第4章 懐かしい味と、優しい味
『私には、皆さんがどのような編成で組むのが一番最良かという満足な編成は出来ませんでした。だからこそ、過去の色々な組み合わせや長谷部さんからのお話を聞いて、それで』
次「・・・それで?」
戸惑う私の気持ちを覗くかのように、次郎太刀さんの目はまっすぐに私を捕らえる。
大太刀をひと振り必要なら太郎太刀さんじゃなくてもと私も長谷部さんに同じ事を言った。
その長谷部さんも過去のデータやこの間の演練での結果などを踏まえて太郎太刀さんをと私に提案してくれた。
ただ最後の最後まで長谷部さんも、結論を迷ってのことだけれど。
長谷部さんの思案した最終候補には、次郎太刀さんの名前も残っていた。
それならいっそ太郎太刀さんではなく、次郎太刀さんに変更をしても良いのではないか?と自分自身に問い、ならばとそっと目を伏せた。
『変更を、伝えます』
長「・・・主?」
私が出そうとする決断を先読みして目を見張る長谷部さんに小さく首を振って見せ、その後、次郎太刀さんを見る。
『大太刀は、次郎太刀に』
たったそれだけを伝えれば、次郎太刀さんはフッと小さく笑ったようにも見え、それまで静かにやり取りを見守っていたみんなからはざわつきが聞こえて来る。

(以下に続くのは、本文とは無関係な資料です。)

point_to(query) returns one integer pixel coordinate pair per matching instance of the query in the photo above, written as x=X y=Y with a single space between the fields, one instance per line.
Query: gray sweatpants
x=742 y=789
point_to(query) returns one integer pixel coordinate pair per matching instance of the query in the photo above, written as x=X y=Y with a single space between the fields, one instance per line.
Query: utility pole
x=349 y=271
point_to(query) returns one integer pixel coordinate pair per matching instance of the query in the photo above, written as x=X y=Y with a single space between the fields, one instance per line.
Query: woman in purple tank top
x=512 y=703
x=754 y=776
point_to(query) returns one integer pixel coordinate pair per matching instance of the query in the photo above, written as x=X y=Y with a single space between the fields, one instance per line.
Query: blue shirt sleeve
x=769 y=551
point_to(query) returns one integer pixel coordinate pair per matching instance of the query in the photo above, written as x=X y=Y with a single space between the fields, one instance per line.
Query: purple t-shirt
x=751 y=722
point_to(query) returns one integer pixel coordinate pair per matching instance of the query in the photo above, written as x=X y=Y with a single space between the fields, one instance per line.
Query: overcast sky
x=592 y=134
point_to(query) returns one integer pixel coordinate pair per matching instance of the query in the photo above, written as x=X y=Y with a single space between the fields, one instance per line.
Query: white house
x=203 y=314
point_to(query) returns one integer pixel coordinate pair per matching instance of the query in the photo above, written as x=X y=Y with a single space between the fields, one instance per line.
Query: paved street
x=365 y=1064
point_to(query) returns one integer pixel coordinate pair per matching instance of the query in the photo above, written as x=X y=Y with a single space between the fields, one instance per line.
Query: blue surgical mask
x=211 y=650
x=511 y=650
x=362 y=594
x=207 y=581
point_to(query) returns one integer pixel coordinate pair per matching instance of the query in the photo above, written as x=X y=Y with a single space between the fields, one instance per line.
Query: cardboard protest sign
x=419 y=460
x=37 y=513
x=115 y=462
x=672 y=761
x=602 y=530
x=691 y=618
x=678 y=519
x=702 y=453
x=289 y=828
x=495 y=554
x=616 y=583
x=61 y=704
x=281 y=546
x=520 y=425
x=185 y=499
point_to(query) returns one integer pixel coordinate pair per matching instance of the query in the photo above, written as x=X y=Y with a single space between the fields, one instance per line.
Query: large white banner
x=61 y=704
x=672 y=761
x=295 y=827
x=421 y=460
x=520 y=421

だけど、それをまた静かな時間に戻せるように私は続けた。
『これが最良であるかは、分かりません。ただひとつ討伐に行く皆さんにお伝えしたい事は、どうか・・・どうかご無事で』
視界の隅に、静かに立ち上がり広間を出て行く太郎太刀さんが映る。
次「やれやれ、アンタに言われちゃァ、頑張るしかないね」
長「次郎太刀、貴様!!」
肩を竦めて笑う次郎太刀さんに長谷部さんが叫ぶも、私は大丈夫だからとその長谷部さんの袖を掴んで止めた。
『私からの伝達は以上です。長谷部さん、後をよろしくお願いします・・・少しだけ、ひとりにして下さい』
長「では、部屋までお送り致します」
そんな長谷部さんの申し出もやんわりと断り、私は太郎太刀さんを追うように広間から出た。